Sąd Najwyższy w Chile uznał za zgodne z konstytucją prawo umożliwiające aborcję w przypadku gwałtu, śmiertelnej anomalii płodu lub zagrożenia dla życia matki. Decyzję sędziowie podjęli większością głosów sześć do czterech.
Trybunał odrzucił dwa wnioski opozycji, w których argumentowano, że ustawa zezwalająca na aborcję jest sprzeczna z zagwarantowanym w konstytucji prawem do życia.

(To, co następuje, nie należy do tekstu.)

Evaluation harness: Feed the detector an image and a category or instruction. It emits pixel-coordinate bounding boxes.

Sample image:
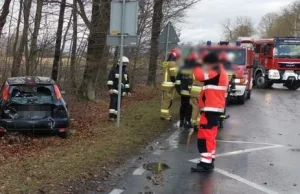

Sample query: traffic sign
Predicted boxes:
[109,0,138,36]
[158,22,180,60]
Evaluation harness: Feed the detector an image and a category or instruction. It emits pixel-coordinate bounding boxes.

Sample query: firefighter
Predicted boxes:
[107,56,131,121]
[190,52,207,131]
[219,51,235,128]
[175,51,197,129]
[191,53,228,172]
[160,49,181,121]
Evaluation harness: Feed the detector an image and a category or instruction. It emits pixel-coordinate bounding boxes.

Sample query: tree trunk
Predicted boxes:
[80,0,110,100]
[147,0,163,86]
[70,0,77,88]
[52,0,66,81]
[0,0,11,38]
[58,13,73,82]
[26,0,43,75]
[11,0,23,76]
[12,0,32,77]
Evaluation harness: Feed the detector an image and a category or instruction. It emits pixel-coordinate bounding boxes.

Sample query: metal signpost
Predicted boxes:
[106,0,138,128]
[158,22,180,61]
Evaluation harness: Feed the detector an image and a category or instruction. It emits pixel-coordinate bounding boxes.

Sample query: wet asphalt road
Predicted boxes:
[108,85,300,194]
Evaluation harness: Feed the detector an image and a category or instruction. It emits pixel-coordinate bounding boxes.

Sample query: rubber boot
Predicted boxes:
[191,162,214,172]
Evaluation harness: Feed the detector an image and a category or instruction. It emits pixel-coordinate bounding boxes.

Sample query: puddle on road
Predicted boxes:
[290,148,300,152]
[143,162,170,174]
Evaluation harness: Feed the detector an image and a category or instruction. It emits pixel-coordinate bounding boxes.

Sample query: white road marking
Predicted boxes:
[153,149,164,156]
[215,168,279,194]
[109,189,124,194]
[216,145,284,157]
[217,140,278,146]
[132,166,146,175]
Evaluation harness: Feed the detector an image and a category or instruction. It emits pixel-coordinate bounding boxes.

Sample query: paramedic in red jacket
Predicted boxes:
[191,53,228,172]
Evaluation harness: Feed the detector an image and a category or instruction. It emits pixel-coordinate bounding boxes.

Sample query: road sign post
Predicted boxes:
[106,0,138,128]
[158,22,180,60]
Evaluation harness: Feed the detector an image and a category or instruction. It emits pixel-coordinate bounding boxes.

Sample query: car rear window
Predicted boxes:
[9,85,55,104]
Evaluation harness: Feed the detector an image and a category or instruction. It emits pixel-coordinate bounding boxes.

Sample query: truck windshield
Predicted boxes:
[273,44,300,58]
[200,48,246,65]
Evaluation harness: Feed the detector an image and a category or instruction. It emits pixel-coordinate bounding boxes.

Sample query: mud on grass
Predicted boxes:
[0,88,178,194]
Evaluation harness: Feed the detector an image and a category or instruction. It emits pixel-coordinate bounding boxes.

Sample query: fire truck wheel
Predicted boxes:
[286,82,300,90]
[237,92,246,104]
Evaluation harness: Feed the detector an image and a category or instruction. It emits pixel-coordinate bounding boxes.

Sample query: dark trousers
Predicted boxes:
[109,94,122,119]
[179,96,193,125]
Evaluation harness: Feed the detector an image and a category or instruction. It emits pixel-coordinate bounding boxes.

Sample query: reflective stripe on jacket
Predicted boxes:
[194,65,229,113]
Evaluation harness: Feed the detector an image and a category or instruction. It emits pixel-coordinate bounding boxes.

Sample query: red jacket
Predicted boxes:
[194,65,228,113]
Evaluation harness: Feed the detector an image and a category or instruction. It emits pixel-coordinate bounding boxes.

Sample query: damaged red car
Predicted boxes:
[0,77,70,138]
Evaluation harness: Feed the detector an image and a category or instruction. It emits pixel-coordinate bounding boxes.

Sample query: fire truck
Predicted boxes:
[253,37,300,90]
[200,41,254,104]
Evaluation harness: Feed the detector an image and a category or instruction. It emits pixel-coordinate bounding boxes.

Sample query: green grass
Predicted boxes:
[0,98,178,194]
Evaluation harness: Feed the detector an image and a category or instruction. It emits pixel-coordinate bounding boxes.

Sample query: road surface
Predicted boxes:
[107,86,300,194]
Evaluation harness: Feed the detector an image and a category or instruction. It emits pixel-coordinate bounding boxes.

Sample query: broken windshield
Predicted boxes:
[10,85,54,104]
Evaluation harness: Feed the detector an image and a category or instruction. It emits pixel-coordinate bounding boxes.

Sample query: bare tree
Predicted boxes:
[80,0,110,100]
[52,0,66,81]
[222,16,255,41]
[147,0,164,86]
[70,0,77,88]
[26,0,43,75]
[12,0,32,76]
[0,0,11,38]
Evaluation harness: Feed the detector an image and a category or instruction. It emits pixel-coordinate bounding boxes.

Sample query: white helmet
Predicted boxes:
[118,56,129,65]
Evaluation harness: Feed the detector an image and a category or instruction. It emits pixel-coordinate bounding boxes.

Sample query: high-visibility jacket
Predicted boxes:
[175,66,193,96]
[107,66,130,95]
[161,60,178,88]
[194,65,228,113]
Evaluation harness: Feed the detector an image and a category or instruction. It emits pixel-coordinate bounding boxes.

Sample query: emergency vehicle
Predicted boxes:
[254,37,300,90]
[200,41,254,104]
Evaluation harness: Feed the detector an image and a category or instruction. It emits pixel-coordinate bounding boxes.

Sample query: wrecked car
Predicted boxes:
[0,77,70,138]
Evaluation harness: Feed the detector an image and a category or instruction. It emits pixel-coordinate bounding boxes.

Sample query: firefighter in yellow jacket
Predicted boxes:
[160,49,181,121]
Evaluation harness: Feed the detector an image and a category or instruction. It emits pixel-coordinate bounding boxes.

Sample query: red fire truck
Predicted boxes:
[254,37,300,90]
[200,41,254,104]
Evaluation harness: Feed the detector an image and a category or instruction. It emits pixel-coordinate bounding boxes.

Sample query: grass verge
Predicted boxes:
[0,95,178,194]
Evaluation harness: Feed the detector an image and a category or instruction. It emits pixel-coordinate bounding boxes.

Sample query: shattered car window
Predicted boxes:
[10,85,54,104]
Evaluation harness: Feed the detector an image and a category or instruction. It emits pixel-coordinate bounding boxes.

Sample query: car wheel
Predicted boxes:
[286,82,300,90]
[237,92,246,104]
[246,90,252,100]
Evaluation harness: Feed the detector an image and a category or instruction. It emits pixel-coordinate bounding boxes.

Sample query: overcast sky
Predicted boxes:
[180,0,295,43]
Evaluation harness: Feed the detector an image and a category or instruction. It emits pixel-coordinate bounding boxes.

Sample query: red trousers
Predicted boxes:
[198,112,220,163]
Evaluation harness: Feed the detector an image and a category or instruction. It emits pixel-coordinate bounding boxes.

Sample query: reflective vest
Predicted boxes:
[194,65,229,113]
[161,61,178,88]
[175,66,193,96]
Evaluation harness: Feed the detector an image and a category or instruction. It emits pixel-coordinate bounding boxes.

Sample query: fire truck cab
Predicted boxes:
[254,37,300,90]
[200,41,254,104]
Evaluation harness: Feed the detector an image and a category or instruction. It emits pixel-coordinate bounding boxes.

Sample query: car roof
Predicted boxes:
[7,76,55,85]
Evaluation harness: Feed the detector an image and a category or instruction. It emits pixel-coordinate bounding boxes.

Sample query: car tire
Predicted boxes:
[58,130,70,139]
[246,90,252,100]
[237,92,246,104]
[286,82,300,90]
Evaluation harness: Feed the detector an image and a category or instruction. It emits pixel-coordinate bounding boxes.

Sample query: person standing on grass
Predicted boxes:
[107,56,131,121]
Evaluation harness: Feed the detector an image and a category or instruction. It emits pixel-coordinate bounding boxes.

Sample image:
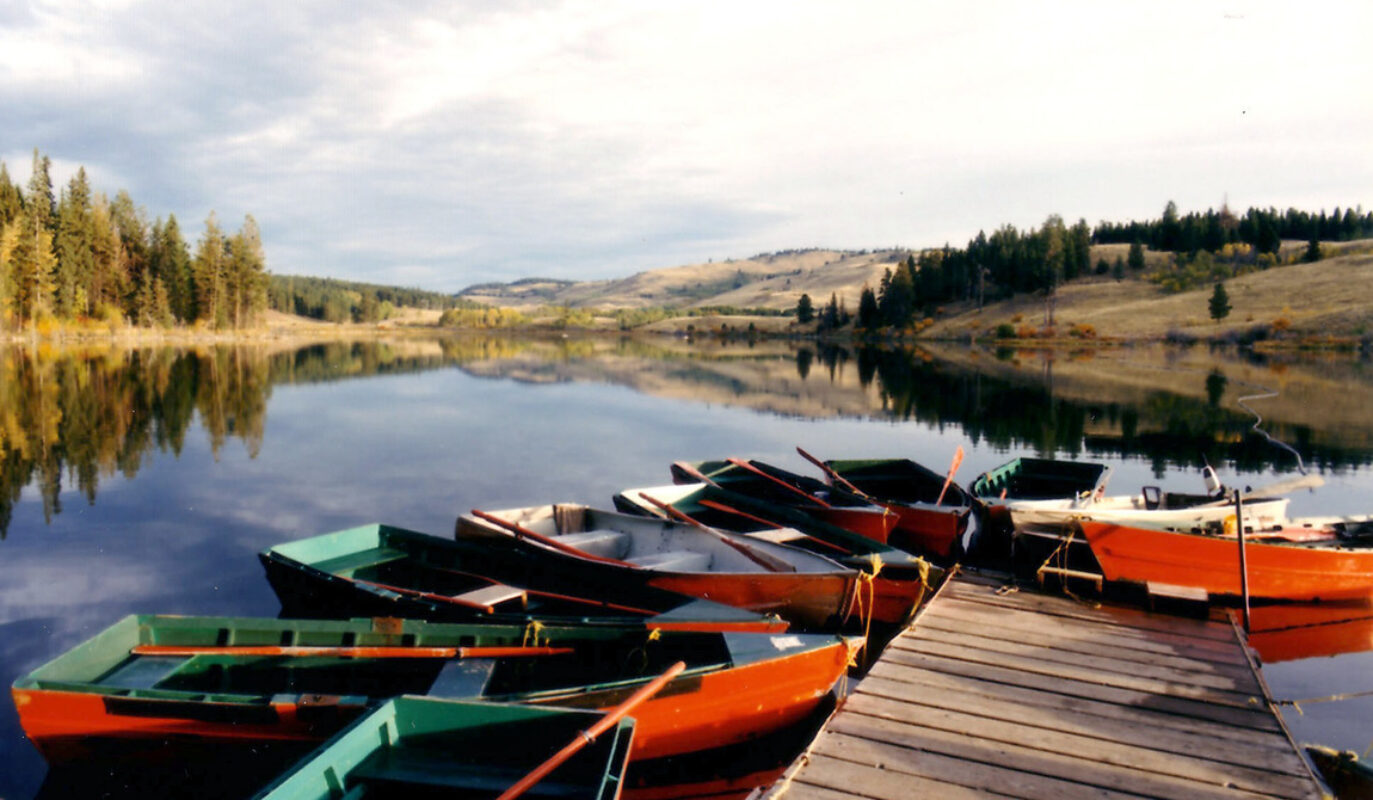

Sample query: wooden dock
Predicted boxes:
[769,575,1322,800]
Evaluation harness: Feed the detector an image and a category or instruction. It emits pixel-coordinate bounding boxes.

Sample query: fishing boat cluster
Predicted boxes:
[12,449,1373,800]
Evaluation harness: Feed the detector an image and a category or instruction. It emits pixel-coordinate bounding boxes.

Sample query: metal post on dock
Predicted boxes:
[1234,489,1249,633]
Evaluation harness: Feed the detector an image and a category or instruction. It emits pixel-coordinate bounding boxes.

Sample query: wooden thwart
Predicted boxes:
[772,576,1321,800]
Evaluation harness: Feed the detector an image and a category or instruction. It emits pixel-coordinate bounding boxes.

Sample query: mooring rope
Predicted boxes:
[1234,384,1306,475]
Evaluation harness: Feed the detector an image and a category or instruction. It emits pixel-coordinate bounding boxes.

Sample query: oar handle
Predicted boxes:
[472,508,638,569]
[638,491,796,572]
[935,445,962,505]
[129,645,573,659]
[726,458,832,508]
[796,445,872,501]
[496,661,687,800]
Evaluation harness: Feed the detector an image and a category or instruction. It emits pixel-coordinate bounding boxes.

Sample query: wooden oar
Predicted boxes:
[496,661,687,800]
[400,565,662,616]
[726,458,833,508]
[638,491,796,572]
[796,445,872,501]
[129,645,573,659]
[935,445,962,505]
[1244,475,1325,499]
[673,461,719,489]
[472,508,638,569]
[700,499,853,556]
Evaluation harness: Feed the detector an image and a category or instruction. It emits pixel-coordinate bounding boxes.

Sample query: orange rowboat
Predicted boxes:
[12,616,862,760]
[456,504,866,630]
[1079,517,1373,601]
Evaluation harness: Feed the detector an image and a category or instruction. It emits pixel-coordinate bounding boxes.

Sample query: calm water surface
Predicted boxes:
[0,339,1373,799]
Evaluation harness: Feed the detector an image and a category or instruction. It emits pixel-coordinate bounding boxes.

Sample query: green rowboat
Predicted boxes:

Adwokat Americans United for Life w oświadczeniu wydanym po ogłoszeniu decyzji sądu napisał, że „Konstytucja chilijska wyraźnie stwierdza: konstytucja zapewnia wszystkim prawo do życia i integralności fizycznej i psychicznej. Prawo chroni życie nienarodzonych. Jesteśmy równie zaskoczeni faktem, że Trybunał nie uwzględnił doświadczenia kraju, że trendy w zakresie zdrowia kobiet poprawiły się, wraz ze spadkiem wskaźnika śmiertelności matek, ponieważ w 1989 r. Chile zaostrzyło zakaz aborcji. Od 2012 r. Chile ma najniższy wskaźnik umieralności matek w Ameryce Łacińskiej. (…) Sąd Najwyższy nie utworzył konstytucyjnego prawa, którego nie można by poprawić. Izba Deputowanych Chile i Senat mogą uchylić tę legalizację, gdy tylko dostrzegą jej negatywny wpływ na kobiety, ich dzieci i na szersze społeczeństwo”.

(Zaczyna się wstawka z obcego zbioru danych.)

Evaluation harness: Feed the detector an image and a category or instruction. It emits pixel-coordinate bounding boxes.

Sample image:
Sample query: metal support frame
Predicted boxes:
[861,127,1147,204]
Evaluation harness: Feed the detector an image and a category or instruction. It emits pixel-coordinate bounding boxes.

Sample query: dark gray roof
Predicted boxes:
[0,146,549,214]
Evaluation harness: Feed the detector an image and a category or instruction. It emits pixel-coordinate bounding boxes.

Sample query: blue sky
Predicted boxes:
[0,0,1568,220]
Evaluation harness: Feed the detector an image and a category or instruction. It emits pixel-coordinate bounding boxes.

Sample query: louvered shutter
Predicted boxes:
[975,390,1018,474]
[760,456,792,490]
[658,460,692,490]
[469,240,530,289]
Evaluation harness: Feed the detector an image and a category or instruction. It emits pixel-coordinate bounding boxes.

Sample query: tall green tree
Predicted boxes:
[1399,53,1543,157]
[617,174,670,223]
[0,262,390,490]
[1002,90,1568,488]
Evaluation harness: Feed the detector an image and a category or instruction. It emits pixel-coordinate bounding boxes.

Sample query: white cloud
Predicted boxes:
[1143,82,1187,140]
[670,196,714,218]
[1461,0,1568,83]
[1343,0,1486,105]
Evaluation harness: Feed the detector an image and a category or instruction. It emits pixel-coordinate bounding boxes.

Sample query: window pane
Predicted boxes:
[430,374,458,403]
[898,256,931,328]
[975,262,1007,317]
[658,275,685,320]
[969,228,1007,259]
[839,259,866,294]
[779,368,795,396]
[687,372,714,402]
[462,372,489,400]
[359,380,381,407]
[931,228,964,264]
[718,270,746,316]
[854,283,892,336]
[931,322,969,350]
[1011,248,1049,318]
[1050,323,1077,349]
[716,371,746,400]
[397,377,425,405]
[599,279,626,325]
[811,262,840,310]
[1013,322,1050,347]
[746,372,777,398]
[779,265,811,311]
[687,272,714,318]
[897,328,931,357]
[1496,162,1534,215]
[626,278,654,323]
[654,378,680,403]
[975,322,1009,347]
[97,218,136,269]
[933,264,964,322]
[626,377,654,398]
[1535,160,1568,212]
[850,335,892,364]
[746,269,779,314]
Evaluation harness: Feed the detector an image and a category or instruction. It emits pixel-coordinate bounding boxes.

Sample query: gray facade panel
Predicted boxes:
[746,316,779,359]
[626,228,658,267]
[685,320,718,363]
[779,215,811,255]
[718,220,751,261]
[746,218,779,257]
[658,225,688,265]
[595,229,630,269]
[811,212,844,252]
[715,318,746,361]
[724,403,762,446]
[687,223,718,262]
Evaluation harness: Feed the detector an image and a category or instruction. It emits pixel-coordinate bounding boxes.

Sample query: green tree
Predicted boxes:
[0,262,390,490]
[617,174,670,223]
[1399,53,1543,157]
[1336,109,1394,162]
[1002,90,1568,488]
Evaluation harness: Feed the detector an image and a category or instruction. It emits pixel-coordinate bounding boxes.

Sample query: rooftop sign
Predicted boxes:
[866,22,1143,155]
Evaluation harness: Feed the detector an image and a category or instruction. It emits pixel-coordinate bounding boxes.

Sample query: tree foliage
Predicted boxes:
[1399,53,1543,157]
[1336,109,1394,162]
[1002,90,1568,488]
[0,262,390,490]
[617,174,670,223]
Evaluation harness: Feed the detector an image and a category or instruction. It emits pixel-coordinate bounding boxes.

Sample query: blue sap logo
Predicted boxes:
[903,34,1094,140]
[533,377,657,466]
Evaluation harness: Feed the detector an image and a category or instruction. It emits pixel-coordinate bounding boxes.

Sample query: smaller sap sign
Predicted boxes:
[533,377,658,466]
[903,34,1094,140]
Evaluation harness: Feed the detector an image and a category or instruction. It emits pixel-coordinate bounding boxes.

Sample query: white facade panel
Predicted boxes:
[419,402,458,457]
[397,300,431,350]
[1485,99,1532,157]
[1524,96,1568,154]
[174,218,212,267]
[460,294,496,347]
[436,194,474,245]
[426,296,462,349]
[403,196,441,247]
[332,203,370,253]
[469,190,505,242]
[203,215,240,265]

Chile było jednym z sześciu krajów, w których obowiązywał całkowity zakaz aborcji. Obecnie na tej liście są jeszcze trzy państwa Ameryki Łacińskiej: Dominikana, Nikaragua oraz Salwador, a także dwa państwa europejskie: Watykan i Malta. W szeregu państw, nie tylko katolickich, aborcja jest dozwolona tylko w przypadku zagrożenia życia matki.